On my list of “say it often” topics is the idea of knowing your desired audience and defining them well.

Most lawyers don't do this, so I'll probably keep saying it for a while.

Instead, most lawyers prefer to say that they act for basically every person, business, company and government agency that exists in the known multiverse. That way, if the Scarlet Witch walks into your office tomorrow facing some GBH charges you haven't positioned yourself out of the market (get money in trust though, OK?).

Back in the real world, digital marketing folk have been preaching on “go niche” for a while now.

The reason is this: it actually works.

As opposed to not working.

So the first and most obvious question to ask is: who are you trying to reach, and where do they hang out?

The Big Three

If you're not sure about where your potential clients are spending their time, then we can pretty readily hazzard a guess that they are likely to be spending a bit of time on the big three:

  1. Facebook
  2. Instagram
  3. LinkedIn

If I was generous, and American, I would also add Twitter to that list and call it the Big Four. But since Twitter is a bit of a cesspool sometimes, and less used in Australian than elsewhere, I tend to shy away from recommending it despite its potential opportunities.

Your Choice at This Point

So whether it's “the big three” or just every channel you can think of, you have to make a decision at some point.

Are you going to:

  1. Focus on a single social media channel and devote a tonne of effort to mastery; or
  2. Just create content and post it everywhere you can think of.

Of course there are middle grounds, but these are the strategic decisions you need to make.

With the first option you run a much greater chance of successfully developing your brand on the channel. You'll learn the social media ecosystem, be researching what works and what does not, and mastering the bespoke techniques that the particular platform has available to it for you to use.

With the second option the chances are you'll get a third party social media posting software, create media/text, and simply broadcast it to every channel.

So which is better?

Probably neither.

Focusing can offer the potential for greater notoriety on a platform.

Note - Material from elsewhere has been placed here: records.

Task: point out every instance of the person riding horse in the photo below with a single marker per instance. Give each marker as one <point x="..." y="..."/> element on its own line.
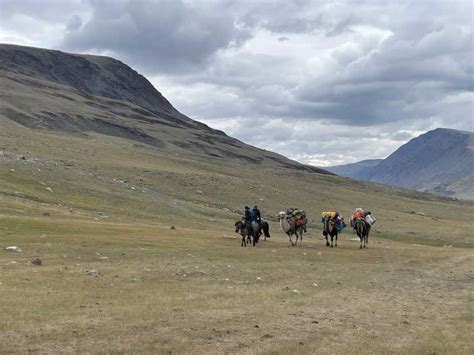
<point x="256" y="214"/>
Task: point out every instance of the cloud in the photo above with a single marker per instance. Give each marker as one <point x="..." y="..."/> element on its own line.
<point x="322" y="82"/>
<point x="158" y="36"/>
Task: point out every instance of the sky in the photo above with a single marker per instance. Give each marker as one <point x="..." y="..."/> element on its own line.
<point x="322" y="82"/>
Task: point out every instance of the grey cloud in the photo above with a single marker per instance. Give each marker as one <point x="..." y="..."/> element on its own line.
<point x="158" y="36"/>
<point x="372" y="73"/>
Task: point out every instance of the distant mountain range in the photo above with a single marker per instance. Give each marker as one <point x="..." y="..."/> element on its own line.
<point x="440" y="161"/>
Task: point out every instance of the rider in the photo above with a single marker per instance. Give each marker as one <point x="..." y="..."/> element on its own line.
<point x="256" y="214"/>
<point x="248" y="215"/>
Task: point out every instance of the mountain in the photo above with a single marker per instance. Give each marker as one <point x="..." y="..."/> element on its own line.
<point x="52" y="90"/>
<point x="440" y="161"/>
<point x="355" y="170"/>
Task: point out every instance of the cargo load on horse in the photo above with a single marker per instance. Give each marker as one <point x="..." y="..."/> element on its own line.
<point x="335" y="216"/>
<point x="299" y="216"/>
<point x="361" y="214"/>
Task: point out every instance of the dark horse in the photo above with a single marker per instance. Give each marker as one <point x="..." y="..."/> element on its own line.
<point x="251" y="232"/>
<point x="362" y="228"/>
<point x="330" y="229"/>
<point x="265" y="228"/>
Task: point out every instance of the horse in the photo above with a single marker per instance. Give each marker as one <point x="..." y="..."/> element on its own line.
<point x="265" y="228"/>
<point x="250" y="232"/>
<point x="362" y="228"/>
<point x="290" y="228"/>
<point x="330" y="229"/>
<point x="242" y="228"/>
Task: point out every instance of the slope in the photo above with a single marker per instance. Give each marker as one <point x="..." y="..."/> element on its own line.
<point x="53" y="90"/>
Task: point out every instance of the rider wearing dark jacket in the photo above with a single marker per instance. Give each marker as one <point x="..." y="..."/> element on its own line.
<point x="256" y="213"/>
<point x="249" y="216"/>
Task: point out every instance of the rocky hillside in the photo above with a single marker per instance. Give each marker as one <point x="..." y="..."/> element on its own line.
<point x="47" y="89"/>
<point x="440" y="161"/>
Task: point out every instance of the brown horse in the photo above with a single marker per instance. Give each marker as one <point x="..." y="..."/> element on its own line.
<point x="362" y="228"/>
<point x="330" y="229"/>
<point x="290" y="228"/>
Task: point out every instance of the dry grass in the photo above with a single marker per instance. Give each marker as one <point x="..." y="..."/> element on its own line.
<point x="193" y="289"/>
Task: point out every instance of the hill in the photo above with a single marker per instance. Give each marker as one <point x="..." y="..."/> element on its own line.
<point x="95" y="197"/>
<point x="52" y="90"/>
<point x="440" y="161"/>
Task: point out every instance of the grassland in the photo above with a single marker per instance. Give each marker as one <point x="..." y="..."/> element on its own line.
<point x="92" y="202"/>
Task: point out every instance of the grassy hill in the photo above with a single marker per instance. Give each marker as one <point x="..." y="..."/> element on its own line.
<point x="86" y="200"/>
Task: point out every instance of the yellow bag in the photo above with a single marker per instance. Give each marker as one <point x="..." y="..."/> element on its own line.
<point x="330" y="214"/>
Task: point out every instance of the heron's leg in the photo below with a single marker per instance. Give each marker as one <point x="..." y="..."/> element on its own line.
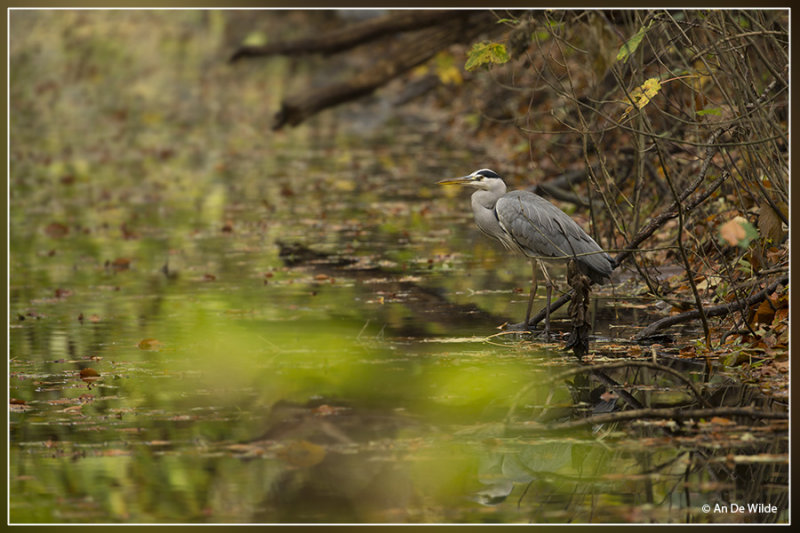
<point x="549" y="286"/>
<point x="534" y="286"/>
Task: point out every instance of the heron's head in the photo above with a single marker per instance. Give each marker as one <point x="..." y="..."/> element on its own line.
<point x="480" y="179"/>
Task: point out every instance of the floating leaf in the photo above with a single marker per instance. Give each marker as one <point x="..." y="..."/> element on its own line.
<point x="89" y="374"/>
<point x="149" y="344"/>
<point x="483" y="53"/>
<point x="56" y="230"/>
<point x="632" y="44"/>
<point x="302" y="454"/>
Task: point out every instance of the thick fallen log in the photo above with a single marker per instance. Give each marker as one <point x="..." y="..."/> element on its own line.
<point x="349" y="36"/>
<point x="410" y="51"/>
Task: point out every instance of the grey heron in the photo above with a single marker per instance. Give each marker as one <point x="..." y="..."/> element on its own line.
<point x="526" y="223"/>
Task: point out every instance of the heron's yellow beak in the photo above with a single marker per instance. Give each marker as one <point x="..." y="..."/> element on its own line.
<point x="456" y="181"/>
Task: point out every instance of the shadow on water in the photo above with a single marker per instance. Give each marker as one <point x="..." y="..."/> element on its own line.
<point x="171" y="361"/>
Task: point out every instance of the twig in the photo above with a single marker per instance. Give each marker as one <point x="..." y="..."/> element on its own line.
<point x="627" y="364"/>
<point x="717" y="310"/>
<point x="675" y="413"/>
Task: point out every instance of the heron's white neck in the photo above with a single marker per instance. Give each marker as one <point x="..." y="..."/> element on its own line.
<point x="486" y="198"/>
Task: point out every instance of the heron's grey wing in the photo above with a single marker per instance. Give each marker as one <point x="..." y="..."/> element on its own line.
<point x="542" y="229"/>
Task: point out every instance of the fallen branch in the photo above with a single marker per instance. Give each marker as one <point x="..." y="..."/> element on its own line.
<point x="640" y="364"/>
<point x="410" y="51"/>
<point x="674" y="413"/>
<point x="717" y="310"/>
<point x="349" y="36"/>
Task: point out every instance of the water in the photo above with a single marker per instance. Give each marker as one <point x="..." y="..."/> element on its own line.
<point x="178" y="355"/>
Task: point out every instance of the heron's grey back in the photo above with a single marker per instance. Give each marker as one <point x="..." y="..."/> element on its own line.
<point x="541" y="229"/>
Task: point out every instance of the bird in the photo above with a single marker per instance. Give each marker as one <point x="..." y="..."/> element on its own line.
<point x="528" y="224"/>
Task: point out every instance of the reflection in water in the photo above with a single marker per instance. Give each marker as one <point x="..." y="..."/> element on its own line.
<point x="244" y="381"/>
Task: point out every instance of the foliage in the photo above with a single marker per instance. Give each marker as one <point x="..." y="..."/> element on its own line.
<point x="486" y="53"/>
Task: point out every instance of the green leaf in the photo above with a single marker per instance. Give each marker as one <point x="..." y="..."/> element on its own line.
<point x="486" y="52"/>
<point x="632" y="44"/>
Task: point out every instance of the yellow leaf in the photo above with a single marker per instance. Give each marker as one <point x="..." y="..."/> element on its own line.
<point x="642" y="95"/>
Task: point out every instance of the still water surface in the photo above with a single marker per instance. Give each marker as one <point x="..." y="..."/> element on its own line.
<point x="177" y="354"/>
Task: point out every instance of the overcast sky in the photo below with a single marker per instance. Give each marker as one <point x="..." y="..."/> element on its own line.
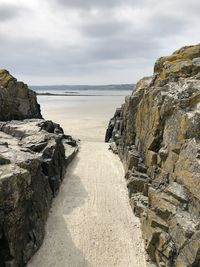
<point x="92" y="41"/>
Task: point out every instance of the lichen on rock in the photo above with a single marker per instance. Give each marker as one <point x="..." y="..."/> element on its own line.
<point x="160" y="123"/>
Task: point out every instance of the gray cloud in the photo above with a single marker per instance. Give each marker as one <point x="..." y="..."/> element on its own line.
<point x="118" y="41"/>
<point x="9" y="11"/>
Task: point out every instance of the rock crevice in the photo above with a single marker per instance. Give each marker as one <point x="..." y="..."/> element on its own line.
<point x="156" y="134"/>
<point x="34" y="154"/>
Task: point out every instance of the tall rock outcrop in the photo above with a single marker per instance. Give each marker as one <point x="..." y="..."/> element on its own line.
<point x="17" y="101"/>
<point x="156" y="134"/>
<point x="34" y="154"/>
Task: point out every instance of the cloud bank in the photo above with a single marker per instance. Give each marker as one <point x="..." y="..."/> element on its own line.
<point x="92" y="41"/>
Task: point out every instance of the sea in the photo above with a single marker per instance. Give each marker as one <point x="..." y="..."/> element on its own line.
<point x="83" y="111"/>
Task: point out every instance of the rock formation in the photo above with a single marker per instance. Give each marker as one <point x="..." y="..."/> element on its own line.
<point x="17" y="101"/>
<point x="34" y="154"/>
<point x="156" y="134"/>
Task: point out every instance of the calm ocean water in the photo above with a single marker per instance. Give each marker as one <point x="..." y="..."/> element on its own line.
<point x="83" y="116"/>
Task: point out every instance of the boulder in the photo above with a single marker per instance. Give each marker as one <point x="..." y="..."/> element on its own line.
<point x="34" y="155"/>
<point x="160" y="140"/>
<point x="17" y="101"/>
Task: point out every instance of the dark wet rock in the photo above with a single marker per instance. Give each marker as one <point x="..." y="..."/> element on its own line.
<point x="17" y="101"/>
<point x="34" y="155"/>
<point x="156" y="133"/>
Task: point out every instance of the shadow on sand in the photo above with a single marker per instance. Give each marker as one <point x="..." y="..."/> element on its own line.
<point x="58" y="249"/>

It also is likely that your marketing skills will grow considerably more on that platform. However, there is increased risk if that platform decides to change things up to your detriment (I'm looking at you, Facebook organic reach) and you've invested a lot of time and energy there.

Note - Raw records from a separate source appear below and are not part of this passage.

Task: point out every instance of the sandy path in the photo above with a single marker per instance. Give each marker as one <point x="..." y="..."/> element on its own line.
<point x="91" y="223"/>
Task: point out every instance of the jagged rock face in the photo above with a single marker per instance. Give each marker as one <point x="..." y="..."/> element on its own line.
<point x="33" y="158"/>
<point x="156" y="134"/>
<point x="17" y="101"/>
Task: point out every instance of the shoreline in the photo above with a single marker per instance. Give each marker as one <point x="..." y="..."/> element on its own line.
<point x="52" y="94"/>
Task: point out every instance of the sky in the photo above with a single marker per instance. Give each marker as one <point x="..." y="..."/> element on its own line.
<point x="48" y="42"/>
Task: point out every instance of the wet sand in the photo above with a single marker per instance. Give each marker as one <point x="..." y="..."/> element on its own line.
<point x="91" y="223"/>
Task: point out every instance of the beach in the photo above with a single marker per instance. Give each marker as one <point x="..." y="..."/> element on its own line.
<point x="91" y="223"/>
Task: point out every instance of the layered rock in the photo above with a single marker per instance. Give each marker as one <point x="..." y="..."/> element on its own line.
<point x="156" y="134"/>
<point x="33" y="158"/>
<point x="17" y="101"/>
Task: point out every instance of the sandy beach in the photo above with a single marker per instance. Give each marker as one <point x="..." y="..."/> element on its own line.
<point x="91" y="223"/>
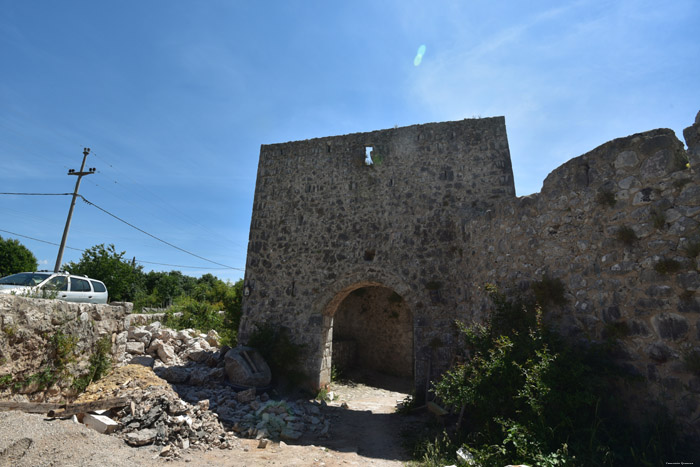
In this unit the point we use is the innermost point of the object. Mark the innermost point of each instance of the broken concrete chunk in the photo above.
(100, 423)
(246, 396)
(141, 437)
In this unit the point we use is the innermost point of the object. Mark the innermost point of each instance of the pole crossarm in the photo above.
(80, 174)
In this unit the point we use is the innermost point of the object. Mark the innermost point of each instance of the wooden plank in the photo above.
(29, 407)
(83, 407)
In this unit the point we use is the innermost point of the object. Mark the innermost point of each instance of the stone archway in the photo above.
(373, 329)
(368, 325)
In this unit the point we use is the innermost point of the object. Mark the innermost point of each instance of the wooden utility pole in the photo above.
(80, 174)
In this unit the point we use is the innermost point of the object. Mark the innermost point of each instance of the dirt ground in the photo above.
(365, 430)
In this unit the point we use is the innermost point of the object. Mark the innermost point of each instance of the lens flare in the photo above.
(419, 55)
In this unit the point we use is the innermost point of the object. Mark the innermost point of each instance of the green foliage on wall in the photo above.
(109, 266)
(530, 398)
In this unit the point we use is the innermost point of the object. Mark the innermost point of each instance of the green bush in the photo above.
(281, 354)
(202, 316)
(530, 398)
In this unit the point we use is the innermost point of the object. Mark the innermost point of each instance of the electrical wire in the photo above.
(154, 237)
(138, 260)
(129, 224)
(38, 240)
(38, 194)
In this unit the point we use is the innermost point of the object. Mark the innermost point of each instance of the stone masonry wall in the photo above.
(615, 284)
(380, 325)
(435, 219)
(28, 324)
(325, 224)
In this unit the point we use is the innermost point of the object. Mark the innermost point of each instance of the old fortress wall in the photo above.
(374, 263)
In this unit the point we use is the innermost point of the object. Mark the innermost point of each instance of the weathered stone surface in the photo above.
(436, 218)
(670, 325)
(166, 353)
(173, 374)
(246, 367)
(28, 324)
(659, 352)
(142, 437)
(135, 347)
(144, 360)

Omnipresence has the benefit of wider potential – you might reach more people in more places and you might increase your prospects of being found. However, with content that is likely to be less appealing on a platform-by-platform basis you also run the risk that your content ends up “not good enough” to generate significant play on any given social media channel for you to see results.

The Worst Thing you Could Do

Here's the worst option: saying you're going to “focus” on one platform and then not actually doing it.

So don't do that.

If you're going to drill down on Instagram, then do it. If it's LinkedIn, then I expect to see you there day in, day out, “doing your thing”.

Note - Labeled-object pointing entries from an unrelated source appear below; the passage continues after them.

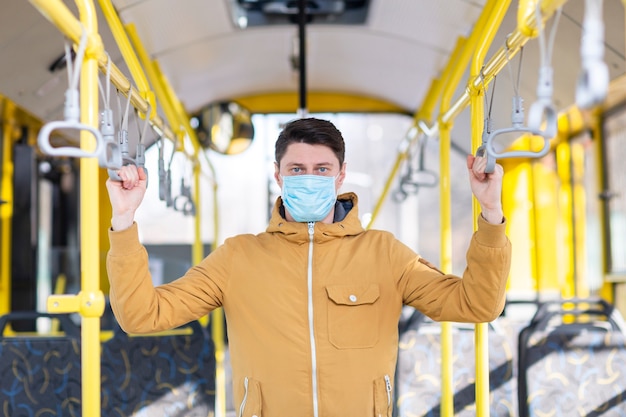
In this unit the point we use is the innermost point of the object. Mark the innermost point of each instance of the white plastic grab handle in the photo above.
(43, 139)
(491, 151)
(544, 106)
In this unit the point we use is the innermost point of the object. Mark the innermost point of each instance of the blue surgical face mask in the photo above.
(309, 198)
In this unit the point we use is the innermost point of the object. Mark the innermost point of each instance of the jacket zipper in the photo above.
(245, 397)
(311, 329)
(388, 389)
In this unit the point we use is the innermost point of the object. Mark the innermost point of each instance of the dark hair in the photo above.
(313, 132)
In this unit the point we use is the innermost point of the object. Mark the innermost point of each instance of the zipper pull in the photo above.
(388, 388)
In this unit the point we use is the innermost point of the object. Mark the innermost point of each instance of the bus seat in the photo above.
(166, 374)
(573, 360)
(41, 373)
(418, 376)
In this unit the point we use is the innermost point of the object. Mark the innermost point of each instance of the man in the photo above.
(312, 305)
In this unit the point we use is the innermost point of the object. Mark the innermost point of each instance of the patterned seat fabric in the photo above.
(573, 362)
(159, 375)
(418, 377)
(40, 374)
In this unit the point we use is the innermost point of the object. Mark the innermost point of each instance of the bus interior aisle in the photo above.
(197, 92)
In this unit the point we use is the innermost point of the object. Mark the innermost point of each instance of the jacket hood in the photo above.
(348, 225)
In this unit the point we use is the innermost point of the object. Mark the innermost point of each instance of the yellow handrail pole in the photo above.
(153, 74)
(452, 80)
(92, 298)
(481, 334)
(177, 116)
(217, 316)
(6, 208)
(445, 201)
(500, 59)
(58, 13)
(425, 113)
(121, 38)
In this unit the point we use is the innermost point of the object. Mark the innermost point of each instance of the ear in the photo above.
(277, 177)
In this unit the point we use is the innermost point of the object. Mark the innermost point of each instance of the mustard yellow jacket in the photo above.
(312, 309)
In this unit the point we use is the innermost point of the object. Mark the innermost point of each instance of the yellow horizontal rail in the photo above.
(63, 18)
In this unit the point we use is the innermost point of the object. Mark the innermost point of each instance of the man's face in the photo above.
(305, 159)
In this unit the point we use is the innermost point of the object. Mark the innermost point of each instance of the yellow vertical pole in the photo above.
(6, 208)
(89, 220)
(445, 203)
(566, 271)
(481, 344)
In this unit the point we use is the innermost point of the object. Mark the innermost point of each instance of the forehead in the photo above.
(306, 154)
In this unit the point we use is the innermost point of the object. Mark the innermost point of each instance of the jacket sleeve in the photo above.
(478, 296)
(139, 307)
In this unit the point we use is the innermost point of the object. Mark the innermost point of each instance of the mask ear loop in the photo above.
(71, 111)
(110, 157)
(544, 106)
(593, 82)
(517, 121)
(482, 149)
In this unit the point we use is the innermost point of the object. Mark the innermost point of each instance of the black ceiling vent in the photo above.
(247, 13)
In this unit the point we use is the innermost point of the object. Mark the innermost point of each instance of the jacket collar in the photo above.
(346, 222)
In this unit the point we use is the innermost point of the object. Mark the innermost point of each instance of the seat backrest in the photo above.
(165, 374)
(418, 376)
(40, 373)
(572, 361)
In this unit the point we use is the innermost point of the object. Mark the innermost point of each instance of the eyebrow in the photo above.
(298, 164)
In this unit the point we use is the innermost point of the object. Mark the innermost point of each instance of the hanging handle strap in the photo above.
(543, 107)
(71, 113)
(517, 119)
(482, 149)
(593, 82)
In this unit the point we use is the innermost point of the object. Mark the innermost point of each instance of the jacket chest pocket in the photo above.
(353, 315)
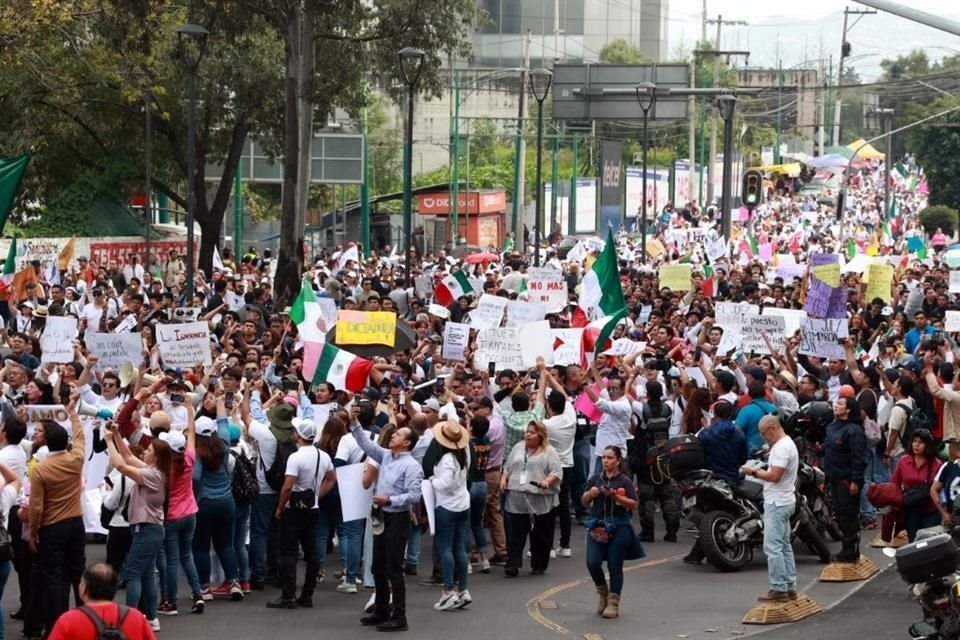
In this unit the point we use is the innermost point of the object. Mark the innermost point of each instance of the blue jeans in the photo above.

Otherwise you're just going through the motions, and you'd probably be better off not bothering at all.

For My Part…

Being the moderate sole that I am, an in between approach can also work.

That is, choose a primary platform and focus your attention on that.

Possibly pick one or two secondary platforms that will largely just exist, but not be your main game.

Once you've built up an audience on platform A, and mastered its tools, you can then move on to platform B to spend some time and capitalise on your success.

What will you do?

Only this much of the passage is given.